Melasma appears in patches, and is believed to result from hormonal changes that often occur during pregnancy or estrogen therapy. These hormonal changes cause pigment-producing cells to increase melanin production in an uneven pattern, resulting in color-alteration patches that can cover a wider area (sometimes the entire cheek, forehead or upper lip).
When hyperpigmentation is the result of melanin accumulation on the skin surface, glycolic acid-based products help to lighten darkened areas because of exfoliation properties that help to eliminate accumulated melanin. In this case, the use of a skin-lightening lotion, while not essential, will accelerate the lightening process.

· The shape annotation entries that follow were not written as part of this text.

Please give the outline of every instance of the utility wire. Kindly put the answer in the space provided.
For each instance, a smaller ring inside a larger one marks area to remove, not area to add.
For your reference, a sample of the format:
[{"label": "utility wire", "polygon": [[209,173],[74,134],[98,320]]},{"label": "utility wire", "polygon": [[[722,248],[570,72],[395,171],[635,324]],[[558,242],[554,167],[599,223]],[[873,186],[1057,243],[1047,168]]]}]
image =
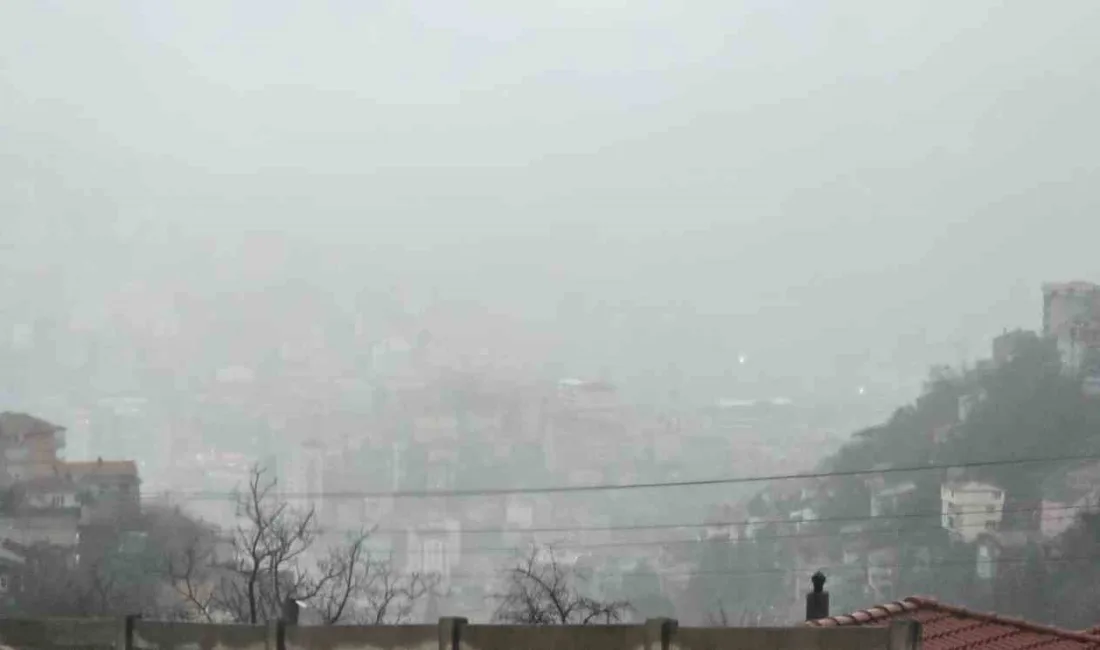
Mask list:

For melasma, a skin-lightening lotion based on a therapeutic bleaching agent, such as hydroquinone, should be used in conjunction with glycolic acid such as MEGAmakeup Skin Care Glycolic Gel.

AGEING
Skin is affected by two types of aging -- intrinsic aging and extrinsic aging.

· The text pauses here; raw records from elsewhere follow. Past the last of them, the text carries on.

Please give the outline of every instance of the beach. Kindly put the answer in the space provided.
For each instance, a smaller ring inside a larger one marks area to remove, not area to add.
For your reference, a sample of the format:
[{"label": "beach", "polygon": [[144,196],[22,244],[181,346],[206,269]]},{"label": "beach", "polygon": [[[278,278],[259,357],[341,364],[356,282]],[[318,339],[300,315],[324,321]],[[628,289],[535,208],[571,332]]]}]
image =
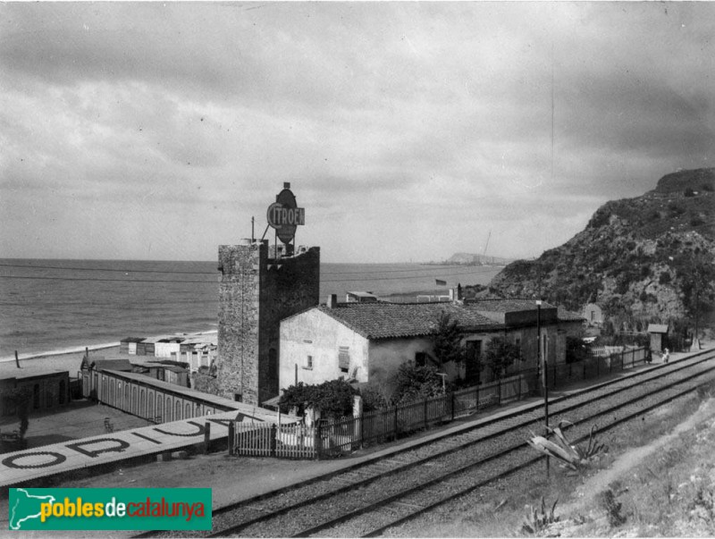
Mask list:
[{"label": "beach", "polygon": [[[84,349],[72,349],[61,352],[38,354],[30,357],[20,357],[20,367],[17,367],[14,358],[0,360],[0,377],[26,376],[40,374],[46,371],[59,370],[70,371],[70,378],[77,377],[80,366],[82,363]],[[101,346],[89,347],[89,358],[93,357],[116,357],[119,355],[119,342]],[[136,356],[126,356],[128,359]]]}]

Intrinsic aging is inevitable. Genetic and chronological in nature, it is caused by the normal aging process. Visible signs include:
dry skin wrinkles loss of skin elasticity irregular skin color
Extrinsic aging, which is environmental, is much more dramatic. Caused almost exclusively by sun and environmental exposure, it is the primary factor behind the visible signs of aging skin such as dryness, sun damage and deep wrinkling. Additionally, nearly 90% of all aging skin is sun-induced, while 80% of sun-related skin damage is due to sun exposure before the age of 18.

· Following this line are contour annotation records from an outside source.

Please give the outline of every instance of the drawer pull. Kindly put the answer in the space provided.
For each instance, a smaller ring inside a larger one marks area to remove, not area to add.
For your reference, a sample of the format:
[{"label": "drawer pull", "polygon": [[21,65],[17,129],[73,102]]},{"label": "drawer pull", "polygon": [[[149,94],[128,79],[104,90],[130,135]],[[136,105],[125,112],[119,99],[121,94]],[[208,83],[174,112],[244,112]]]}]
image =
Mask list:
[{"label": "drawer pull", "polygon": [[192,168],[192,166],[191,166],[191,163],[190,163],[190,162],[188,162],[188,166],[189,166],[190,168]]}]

The most significant changes in sun-damaged skin are:
increased roughness increased hyperpigmentation greater loss of elasticity greater wrinkling increased risk of skin cancer

DEHYDRATION
Skin dehydration is one of the most common skin conditions. It's lack of sufficient moisture in the cellular system and intercellular channels. Dehydrated skin looks dry, scaly and flaky. It feels tight and dry. When gently pulled, the skin "crinkles" similar to pulling a corner of very thin tissue paper. Sometimes the skin appears as if it had an additional thin layer of skin placed on top. This is particularly evident on the forehead and nose area.
Skin dehydration is caused by excessive perspiration, lacking of sufficient sebum to prevent evaporation of natural moisture from the skin, poor metabolism, and insufficient water intake. Dehydration is aggravated by atmospheric conditions including too much exposure from the sun and wind; not using sunscreen and/or daytime protective moisturizers; using inappropriate skin care products; cleansing with harsh soaps and water; drinking tea, coffee, diuretics, or soda; and not drinking enough water.
The care for skin dehydration requires the use of protective sunscreen as well as hydrating moisturizers. The dermis skin layer provides the skin with its greatest moisture content. The way to maintain this moisture within the skin is the use the proper protective skin care ingredients. These ingredients are able to form a thin layer of film on the surface of the skin, greatly reducing the loss of inner moisture. They also tend to be large in molecular structure. Water-binding or hydrating (hygroscopic) moisturizers are also essential as they assist incorporate water into the skin. Please note: use of water-binding moisturizers does not eliminate the need for a protective sunscreen moisturizer. Water not only needs to be placed within the skin; it also needs to be retained. Some examples of film-forming molecules found in moisturizers include collagen, dimethicone, and hyaluronic acid. Among the key hygroscopic moisturizing ingredients are glycerin, glycolic and lactic acids, and urea. In addition to moisturizers with these ingredients, proper care can include the application of hydrating masks on a weekly or biweekly basis, depending on the severity of skin dehydration.